The creator of this unit on Biafra is David S. Trask, Department of History, Guilford Technical Community College, Jamestown, North Carolina. I participated in this effort for several reasons.  I wanted to see if electronic media create the opportunity for historians to teach history in new ways that will give all of us a better understanding of what happened in the past and how it relates to the present.  This is also an opportunity for me to look into an area of history which is not one of my areas of special expertise. Why do this?  One reason is that if we are going to teach world history or move beyond familiar perspectives in western civilization or learn anything, for that matter, we have to be willing to grapple publicly with issues and regions which were not part of our graduate school experience.  For this reason many teachers must become like students learning new and different material. It can be awkward.  There are all those new names to learn and powerful issues which we did not know about until ten minutes ago in our reading.  [This paragraph is obviously another advertisement for the value of this unit and its approach--it still hasn't told you who I am.]

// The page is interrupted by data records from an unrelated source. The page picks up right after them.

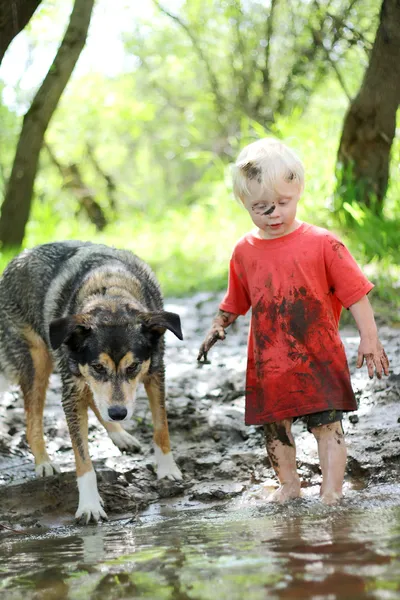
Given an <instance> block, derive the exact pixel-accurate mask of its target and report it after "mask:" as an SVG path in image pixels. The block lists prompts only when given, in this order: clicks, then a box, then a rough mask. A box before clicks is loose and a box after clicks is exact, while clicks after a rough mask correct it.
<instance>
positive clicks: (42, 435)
mask: <svg viewBox="0 0 400 600" xmlns="http://www.w3.org/2000/svg"><path fill="white" fill-rule="evenodd" d="M25 339H26V342H27V344H28V348H29V358H30V360H29V358H28V354H27V356H26V358H27V361H26V363H25V365H24V370H23V373H21V376H20V385H21V389H22V394H23V396H24V407H25V414H26V438H27V440H28V444H29V446H30V449H31V451H32V454H33V456H34V457H35V470H36V475H37V476H38V477H47V476H48V475H53V474H54V473H59V472H60V469H59V467H58V466H57V465H55V464H54V463H52V462H51V460H50V458H49V455H48V454H47V451H46V445H45V441H44V431H43V409H44V403H45V400H46V390H47V385H48V383H49V377H50V374H51V372H52V369H53V364H52V360H51V357H50V355H49V352H48V350H47V347H46V344H45V343H44V341H43V340H42V338H41V337H40V336H38V335H37V334H36V333H34V332H33V331H27V332H25Z"/></svg>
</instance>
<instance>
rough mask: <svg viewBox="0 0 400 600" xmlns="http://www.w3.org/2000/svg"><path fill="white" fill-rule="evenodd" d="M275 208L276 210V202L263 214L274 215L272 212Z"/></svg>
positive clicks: (273, 211)
mask: <svg viewBox="0 0 400 600" xmlns="http://www.w3.org/2000/svg"><path fill="white" fill-rule="evenodd" d="M274 210H275V204H273V205H272V206H271V207H270V208H269V209H268V210H266V211H264V212H263V216H264V215H272V213H273V212H274Z"/></svg>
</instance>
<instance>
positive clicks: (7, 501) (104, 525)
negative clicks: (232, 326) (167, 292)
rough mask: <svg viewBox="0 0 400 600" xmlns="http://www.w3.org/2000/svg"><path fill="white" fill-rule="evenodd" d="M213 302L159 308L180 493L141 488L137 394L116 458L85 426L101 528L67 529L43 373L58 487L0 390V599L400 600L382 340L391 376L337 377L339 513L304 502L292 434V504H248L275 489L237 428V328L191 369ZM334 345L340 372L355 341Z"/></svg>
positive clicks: (272, 483) (148, 464)
mask: <svg viewBox="0 0 400 600" xmlns="http://www.w3.org/2000/svg"><path fill="white" fill-rule="evenodd" d="M218 300H219V296H212V295H207V294H202V295H197V296H195V297H193V298H190V299H185V300H184V301H182V300H179V301H176V302H169V303H168V304H167V309H169V310H176V311H177V312H179V313H180V314H181V316H182V323H183V331H184V336H185V339H184V342H183V343H182V342H179V341H178V340H176V339H175V338H173V336H172V335H171V336H169V335H167V355H166V364H167V381H168V398H169V399H168V415H169V424H170V431H171V438H172V448H173V451H174V454H175V458H176V460H177V463H178V464H179V466H180V468H181V469H182V471H183V474H184V482H183V483H182V484H176V483H170V482H163V481H162V482H157V479H156V477H155V473H154V467H153V456H152V448H151V435H152V431H151V417H150V411H149V408H148V404H147V401H146V398H145V395H144V393H143V391H141V392H140V395H139V399H138V406H137V411H136V417H135V421H134V422H133V423H132V427H131V428H130V431H132V433H133V434H134V435H135V436H136V437H137V438H138V439H139V440H140V441H141V442H142V451H141V452H140V453H137V454H132V455H128V454H121V452H120V451H119V450H118V449H117V448H116V447H115V446H114V445H113V444H112V442H111V440H109V439H108V437H107V435H106V434H105V432H104V431H102V430H101V429H100V427H98V425H97V422H96V419H95V418H94V417H92V418H91V420H90V449H91V454H92V457H93V459H94V463H95V467H96V470H97V473H98V476H99V479H100V486H99V487H100V490H101V493H102V495H103V497H104V499H105V501H106V505H107V512H108V514H109V517H110V519H111V522H110V523H109V524H106V525H101V526H99V527H88V528H84V527H76V526H75V524H74V520H73V514H74V512H75V510H76V505H77V492H76V484H75V476H74V473H73V468H74V466H73V456H72V451H71V445H70V441H69V438H68V435H67V429H66V425H65V420H64V416H63V414H62V411H61V407H60V400H59V398H60V394H59V391H60V384H59V380H58V377H57V376H53V378H52V382H51V389H50V390H49V394H48V402H47V408H46V414H45V431H46V436H47V440H48V447H49V454H50V456H51V457H52V458H53V459H54V460H55V461H56V462H58V464H59V465H60V467H61V468H62V470H63V473H62V474H61V475H60V476H56V477H51V478H47V479H42V480H37V479H35V477H34V469H33V464H32V460H31V457H30V454H29V451H28V450H27V447H26V441H25V434H24V416H23V410H22V404H21V403H20V400H19V398H18V394H17V393H16V392H15V391H11V392H6V393H3V394H2V396H1V401H0V524H3V525H4V526H6V527H11V528H13V529H15V530H17V531H19V532H20V533H13V532H11V531H9V530H7V529H1V530H0V596H1V597H4V598H7V599H8V598H22V597H24V598H46V599H47V598H89V597H90V598H94V599H96V598H114V597H115V598H136V597H138V598H171V599H179V600H180V599H185V598H199V599H203V598H211V597H212V598H213V600H214V599H215V598H216V597H218V598H244V597H249V598H251V599H253V598H265V597H268V598H275V597H276V598H303V597H304V598H311V597H315V598H325V597H326V598H364V597H365V598H383V597H384V598H400V587H399V584H398V583H397V580H398V579H399V578H398V576H397V575H395V574H396V573H398V572H399V552H400V500H399V498H400V495H399V492H400V486H399V471H400V467H399V462H400V425H399V422H400V402H399V400H400V368H399V365H400V361H399V354H400V352H399V350H400V342H399V335H398V330H396V329H390V328H388V327H382V328H381V329H380V332H381V338H382V340H383V342H384V345H385V348H386V350H387V353H388V355H389V358H390V360H391V362H392V365H393V367H394V368H393V370H392V374H391V376H390V377H389V378H387V379H384V380H381V381H373V382H370V381H369V380H368V377H367V375H366V372H365V371H364V370H363V371H359V372H357V373H356V374H354V377H353V385H354V388H355V390H356V395H357V398H358V400H359V403H360V408H359V411H358V413H357V415H351V416H350V419H349V418H347V417H346V420H345V423H344V428H345V432H346V438H347V442H348V454H349V459H348V467H347V473H346V486H345V499H344V500H343V502H342V503H341V505H340V506H339V507H335V508H333V509H328V508H326V507H323V506H321V505H320V503H319V501H318V488H319V483H320V472H319V468H318V458H317V448H316V443H315V440H314V438H313V437H312V436H310V434H308V433H307V431H306V430H305V428H304V426H303V425H302V424H301V423H296V424H295V426H294V433H295V437H296V444H297V449H298V467H299V472H300V473H301V476H302V479H303V482H304V488H303V498H302V499H299V500H297V501H296V502H294V503H292V504H291V505H286V506H283V507H276V506H274V505H270V504H266V503H265V502H264V501H260V500H258V499H257V498H258V496H259V495H260V490H263V489H264V486H266V487H267V490H272V489H273V486H274V485H275V481H274V480H273V479H271V478H272V475H273V474H272V471H271V469H270V466H269V464H268V461H267V459H266V454H265V450H264V446H263V439H262V435H261V430H260V429H259V428H254V427H246V426H245V425H244V419H243V413H244V396H243V388H244V372H245V363H246V340H247V322H246V319H241V321H240V324H239V326H238V328H237V329H236V330H234V331H230V332H229V335H228V337H227V340H226V341H225V342H224V343H221V344H218V345H217V346H215V347H214V348H213V349H212V351H211V352H210V355H209V358H210V359H211V361H212V362H211V364H209V365H205V366H197V365H196V355H197V350H198V347H199V344H200V342H201V341H202V337H203V335H204V333H205V331H206V329H207V327H208V326H209V323H210V320H211V317H212V316H213V314H214V313H215V310H216V306H217V304H218ZM342 338H343V341H344V343H345V345H346V350H347V355H348V359H349V363H350V365H351V366H353V365H354V363H355V355H356V352H357V345H358V337H357V334H356V331H355V329H353V328H349V327H347V328H344V329H343V331H342ZM396 569H397V571H396ZM396 577H397V579H396ZM311 584H312V585H311ZM216 585H217V586H218V587H217V589H218V590H219V591H220V593H217V594H216V591H215V590H216V588H215V586H216ZM310 586H311V587H310ZM83 590H86V592H83ZM329 590H330V591H329ZM333 591H335V595H333V596H332V593H333ZM18 594H19V595H18ZM82 594H83V595H82ZM85 594H86V595H85ZM329 594H331V595H329ZM382 594H383V595H382Z"/></svg>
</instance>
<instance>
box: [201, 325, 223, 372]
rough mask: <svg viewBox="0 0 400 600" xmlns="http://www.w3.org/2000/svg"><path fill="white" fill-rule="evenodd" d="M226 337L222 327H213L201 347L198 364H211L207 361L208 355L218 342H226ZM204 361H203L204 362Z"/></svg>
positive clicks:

I teach primarily western and world civilization courses and have developed several internet versions of these classes for my college. I am very concerned about how history "on the web" is different from the traditional textbook and lecture-based learning. I am truly a child of print media teaching students who are more and more experienced in electronic media. This is obvious from my current projects: I recently completed co-editing a special issue of The History Teacher (November, 1999) on teaching history at two year colleges.  My three year term as contributing editor for the Teaching column for Perspectives, the Newsletter of the American Historical Association, ended in August, 1999. I presented a paper at the annual meeting of the American Historical Association in January, 2000, as part of this project on "Teaching and Learning in the Digital Age." It dealt with the impact of electronic media on the understanding and teaching of history and carries the title, "Did the Sans-Culottes Wear Nikes?"  Although my current work is tied to media theory, my research interests are in American history and include a recent essay on Vietnam as an Indian war. 

During the fall semester, 2001, I received educational leave to work on the Digital Teaching Library of the Maureen and Mike Mansfield Center of the University of Montana.  The topic of the DTL is "America's Wars in Asia"; my role is to develop materials from U. S. perspectives for this project while learning the in's and out's of the software used to develop and maintain this kind of site. 

The approach employed in this unit is sometimes called a "post hole" approach in the sense that it focuses on a narrow issue and tries to develop many different historical understandings from a single historical moment.  I first encountered this approach at a 1984 NEH Summer Institute on the "new" history and the survey course (at a time when the "new" history was social history).  The institute was organized by the Community College Humanities Association.  

I got my undergraduate degree in history from the University of the South, Sewanee, Tennessee, and completed my masters and Ph. D. degrees at the University of Nebraska with a dissertation on the Populist party in Nebraska (populism was a nation-wide third party movement of the 1890s).